For the reactants we have
6 moles N–H x 389 kJ/mol = 2334 kJ
1 mole Cl–Cl x 242 kJ/mol = 242 kJ
D(reactants) = 2334 kJ + 242 kJ = 2576 kJ
For the products we have
4 mole N–H x 389 kJ/mol = 1556 kJ/mol
1 mole N–N x 163 kJ/mol = 163 kJ/mol
2 mole H–Cl x 431 kJ/mol = 862 kJ/mol
D(products) = 1556 kJ + 163 kJ + 862 kJ = 2581 kJ
ΔH0rxn = 2576 kJ – 2581 kJ = -5 kJ
Exercise 2. Calculate the heat of combustion, for C2H6 using the bond dissociation energies in the table. (Assume complete combustion)
First write a balanced chemical equation:
2 C2H6 (g) + 7 O2 (g) → 4 CO2 (g) + 6 H2O (g)
Draw the structures of the reactants and products so you can calculate the number of each type of bond.
There are 2 moles of C–C bonds, 12 moles of C–H bonds, and 7 moles of O=O bonds in the reactants.

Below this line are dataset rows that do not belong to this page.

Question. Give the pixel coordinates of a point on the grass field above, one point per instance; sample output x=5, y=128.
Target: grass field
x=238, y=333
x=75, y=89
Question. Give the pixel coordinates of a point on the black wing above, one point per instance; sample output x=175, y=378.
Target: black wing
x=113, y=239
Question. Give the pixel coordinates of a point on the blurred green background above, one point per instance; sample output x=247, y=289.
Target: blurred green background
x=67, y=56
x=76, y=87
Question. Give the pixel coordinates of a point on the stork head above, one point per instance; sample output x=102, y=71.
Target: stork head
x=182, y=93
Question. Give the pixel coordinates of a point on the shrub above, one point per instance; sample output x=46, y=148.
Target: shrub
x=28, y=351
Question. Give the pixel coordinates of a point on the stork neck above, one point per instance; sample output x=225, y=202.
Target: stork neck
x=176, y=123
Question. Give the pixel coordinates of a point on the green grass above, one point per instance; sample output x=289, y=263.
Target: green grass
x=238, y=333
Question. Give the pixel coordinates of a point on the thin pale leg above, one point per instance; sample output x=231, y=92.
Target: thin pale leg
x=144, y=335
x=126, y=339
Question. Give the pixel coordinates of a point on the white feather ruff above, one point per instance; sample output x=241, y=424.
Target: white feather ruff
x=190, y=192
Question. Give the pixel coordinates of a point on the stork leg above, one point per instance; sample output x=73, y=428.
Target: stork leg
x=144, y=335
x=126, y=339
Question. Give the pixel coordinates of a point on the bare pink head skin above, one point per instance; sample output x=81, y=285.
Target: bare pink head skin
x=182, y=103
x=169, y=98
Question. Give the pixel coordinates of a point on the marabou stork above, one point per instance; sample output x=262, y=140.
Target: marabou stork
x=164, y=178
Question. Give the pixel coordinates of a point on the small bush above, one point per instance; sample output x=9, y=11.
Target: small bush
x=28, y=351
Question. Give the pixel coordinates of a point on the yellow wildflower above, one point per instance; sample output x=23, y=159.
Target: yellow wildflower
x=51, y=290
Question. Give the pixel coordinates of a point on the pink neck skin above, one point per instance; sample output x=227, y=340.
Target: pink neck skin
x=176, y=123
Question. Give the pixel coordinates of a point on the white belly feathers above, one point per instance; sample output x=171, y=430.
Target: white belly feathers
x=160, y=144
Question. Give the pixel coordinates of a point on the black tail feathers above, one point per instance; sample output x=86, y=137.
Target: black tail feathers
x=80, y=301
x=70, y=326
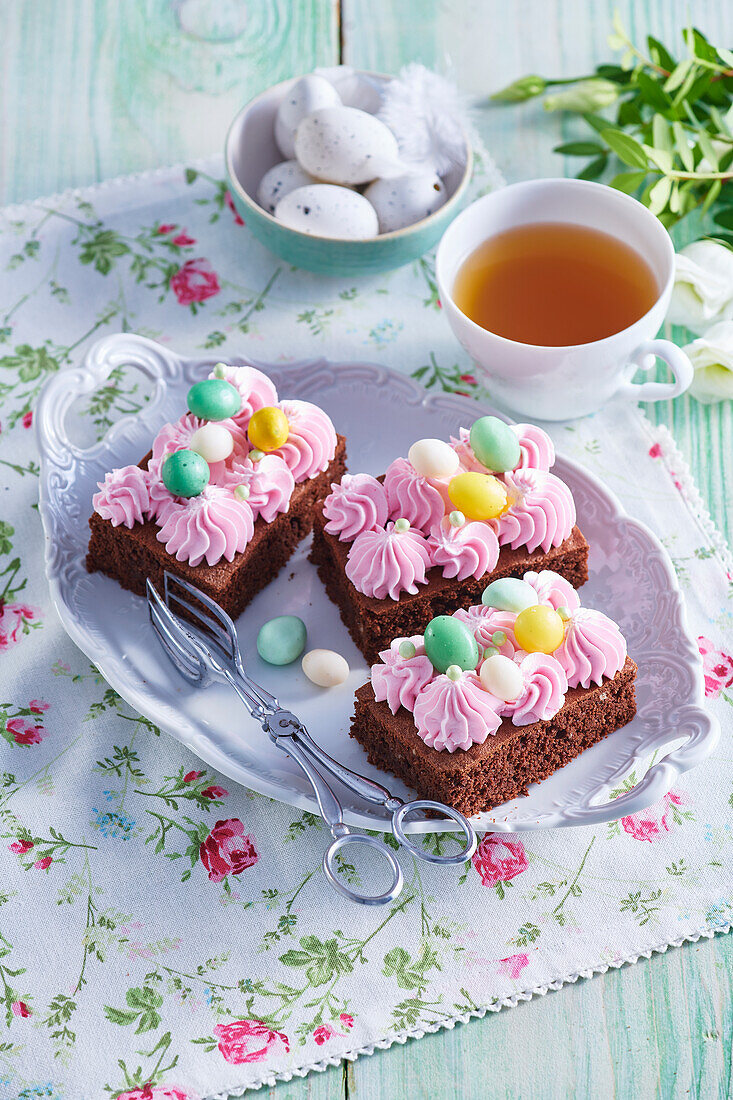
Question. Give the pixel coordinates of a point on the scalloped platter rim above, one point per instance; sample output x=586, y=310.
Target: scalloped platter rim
x=110, y=625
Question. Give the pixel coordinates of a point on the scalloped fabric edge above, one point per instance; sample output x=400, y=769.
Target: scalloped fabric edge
x=462, y=1018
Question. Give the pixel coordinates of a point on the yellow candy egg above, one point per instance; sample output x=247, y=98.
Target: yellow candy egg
x=538, y=629
x=267, y=428
x=478, y=496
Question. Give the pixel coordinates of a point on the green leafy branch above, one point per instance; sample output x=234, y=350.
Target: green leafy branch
x=673, y=129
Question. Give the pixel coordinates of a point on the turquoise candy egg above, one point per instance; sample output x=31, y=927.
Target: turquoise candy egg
x=185, y=473
x=214, y=399
x=448, y=641
x=281, y=640
x=494, y=444
x=510, y=594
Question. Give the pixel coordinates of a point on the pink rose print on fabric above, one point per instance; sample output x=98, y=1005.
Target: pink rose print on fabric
x=22, y=732
x=499, y=858
x=214, y=792
x=230, y=202
x=20, y=847
x=513, y=966
x=195, y=282
x=13, y=618
x=717, y=666
x=157, y=1092
x=227, y=850
x=249, y=1041
x=653, y=823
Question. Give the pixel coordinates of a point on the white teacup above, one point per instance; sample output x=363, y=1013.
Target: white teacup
x=564, y=383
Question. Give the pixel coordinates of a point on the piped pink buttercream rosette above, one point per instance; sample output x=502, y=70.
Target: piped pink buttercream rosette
x=358, y=504
x=469, y=550
x=385, y=562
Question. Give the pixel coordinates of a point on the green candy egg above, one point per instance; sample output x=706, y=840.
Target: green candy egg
x=185, y=473
x=281, y=640
x=448, y=641
x=214, y=399
x=510, y=594
x=494, y=444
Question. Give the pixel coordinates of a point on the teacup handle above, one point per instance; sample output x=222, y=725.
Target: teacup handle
x=645, y=356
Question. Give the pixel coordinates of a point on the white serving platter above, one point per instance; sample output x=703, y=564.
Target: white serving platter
x=381, y=413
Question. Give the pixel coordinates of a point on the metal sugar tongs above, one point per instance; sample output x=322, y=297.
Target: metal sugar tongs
x=205, y=648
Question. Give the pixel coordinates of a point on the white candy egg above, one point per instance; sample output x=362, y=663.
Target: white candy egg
x=433, y=458
x=212, y=441
x=307, y=95
x=406, y=199
x=280, y=182
x=502, y=678
x=325, y=668
x=346, y=145
x=327, y=210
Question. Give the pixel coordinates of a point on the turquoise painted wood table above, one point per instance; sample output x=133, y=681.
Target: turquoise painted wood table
x=91, y=90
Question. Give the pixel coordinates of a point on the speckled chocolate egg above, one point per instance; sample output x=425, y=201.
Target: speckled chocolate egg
x=406, y=199
x=327, y=210
x=307, y=95
x=280, y=182
x=346, y=145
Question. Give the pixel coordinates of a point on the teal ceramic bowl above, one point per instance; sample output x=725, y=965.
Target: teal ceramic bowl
x=250, y=151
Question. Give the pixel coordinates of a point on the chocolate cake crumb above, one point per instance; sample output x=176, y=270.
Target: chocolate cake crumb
x=131, y=554
x=502, y=768
x=373, y=623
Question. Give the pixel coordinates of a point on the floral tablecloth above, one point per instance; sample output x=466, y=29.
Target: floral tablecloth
x=165, y=934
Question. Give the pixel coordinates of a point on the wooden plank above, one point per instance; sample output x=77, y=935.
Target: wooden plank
x=93, y=90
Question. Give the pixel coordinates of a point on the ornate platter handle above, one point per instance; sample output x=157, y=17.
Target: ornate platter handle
x=156, y=362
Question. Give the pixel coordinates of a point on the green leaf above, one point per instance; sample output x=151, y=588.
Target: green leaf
x=625, y=147
x=724, y=218
x=659, y=195
x=593, y=168
x=653, y=91
x=659, y=54
x=628, y=182
x=682, y=146
x=678, y=74
x=579, y=149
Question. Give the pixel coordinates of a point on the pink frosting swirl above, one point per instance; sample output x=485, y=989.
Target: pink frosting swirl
x=542, y=510
x=177, y=437
x=470, y=550
x=456, y=714
x=398, y=679
x=356, y=505
x=536, y=448
x=254, y=387
x=484, y=622
x=210, y=526
x=554, y=590
x=412, y=496
x=123, y=496
x=385, y=562
x=593, y=647
x=269, y=481
x=310, y=442
x=543, y=695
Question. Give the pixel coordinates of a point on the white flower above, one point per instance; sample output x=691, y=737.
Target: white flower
x=703, y=286
x=712, y=360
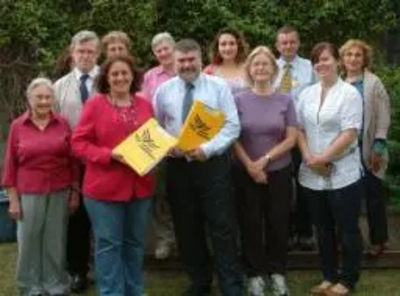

There are 8 moles of C=O bonds and 12 moles of O–H bonds for the products. Look up the bond energies and multiply by the number of moles of each type of bond.
D(reactants) = 2 moles C–C x 348 kJ/mole + 12 moles C–H x 414 kJ/mol + 7 moles O=O x 498 kJ/mol = 9150 kJ
D(products) = 8 moles C=O x 799 kJ/mol + 12 moles O–H x 463 kJ/mol = 11948 kJ
ΔHrxn = 9150 kJ – 11948 kJ = -2798 kJ
*Bond dissociation energies for diatomic molecules can be directly measured. The rest are average bond energies.